Mortgage rates backed off their recent 2026 high this week after concerns over an escalation of the Iran War temporarily subsided, but the numbers don't necessarily mean an end to ongoing volatility, economists warned.
The 30-year fixed average decreased 9 basis points to 6.37%, according to Freddie Mac's Primary Mortgage Market Survey of April 9. The rate fell from the previous survey period's 6.46%, its high mark so far for 2026, and marks the first drop since the U.S. declared war on Iran in late February. One year ago, the average stood at 6.62%.
The 15-year average also edged back but by a smaller margin to 5.74% from 5.77% week over week. In the same seven-day period of 2025, the 15-year fixed finished at 5.82%.
"The decrease in rates represents a positive development for prospective homebuyers and could spark a more favorable spring homebuying season than last year," said Freddie Mac Chief Economist Sam Khater in a press release.
The Iran War and the housing market
Other experts showed less optimism, as the Iran War's impact continues to ripple across the economy, including the housing market. The initial onset of the conflict led to the rapid acceleration of mortgage rates after the 30-year average dipped below 6% in late February.
Markets may be breathing a sigh of relief upon the announcement of a two-week ceasefire after President Trump's social media posts that included threats to annihilate Iran, but many housing researchers expressed little confidence it meant the start of a consistent improving affordability trend.
"While the ceasefire news following President Trump's recent remarks could provide a brief reprieve for mortgage rates, it is premature to call this a pivot point for the spring housing season. We expect continued turbulence as the market remains skeptical of a permanent resolution for the Strait of Hormuz," said Bright MLS Chief Economist Lisa Sturtevant in a statement.
"With energy and shipping costs keeping inflation figures 'sticky,' a substantial drop in rates appears unlikely for the foreseeable future," she added.
Still, even as the recent rate shock ate into affordability, a segment of aspiring homeowners appear to have become accustomed to dealing with uncertainty, according to Kara Ng, senior economist at Zillow Home Loans.
Zillow's March numbers showed the month was one of the busiest for newly pending home sales since late 2022 but was a likely reflection of early-year trends. "Near-term demand may be sustained by a wave of buyers operating on the finite timeline of rate locks secured when rates were near 6%," Ng said.
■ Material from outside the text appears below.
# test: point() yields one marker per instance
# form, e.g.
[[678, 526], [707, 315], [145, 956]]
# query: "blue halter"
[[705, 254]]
How Treasury yields responded
Movements of 10-year Treasury yields, which influence mortgage rates, offered a glimpse into some of the volatility markets are experiencing. After closing at 4.31% on April 2, the 10-year opened at 4.29% Thursday and sat at 4.27% as of midday. During the seven days in between, though, the 10-year hit as high as 4.38% as questions swirled over the direction of the war.
The effect of the current geopolitical climate is proving challenging for home lenders this month, after application volumes decreased for four straight weeks, the Mortgage Bankers Association said.
"Ongoing economic uncertainty and higher mortgage rates continue to weigh on demand. Both purchase and refinance activity remain subdued, with purchase applications falling on an annual basis for the first time since January 2025," MBA President and CEO Bob Broeksmit noted in a weekly statement.
Although the past week provided some relief, lenders shouldn't necessarily expect the current situation to hold, Sturtevant remarked.
"For the spring season to truly break out, instead of just policy announcements, we will need more policy stability," she said.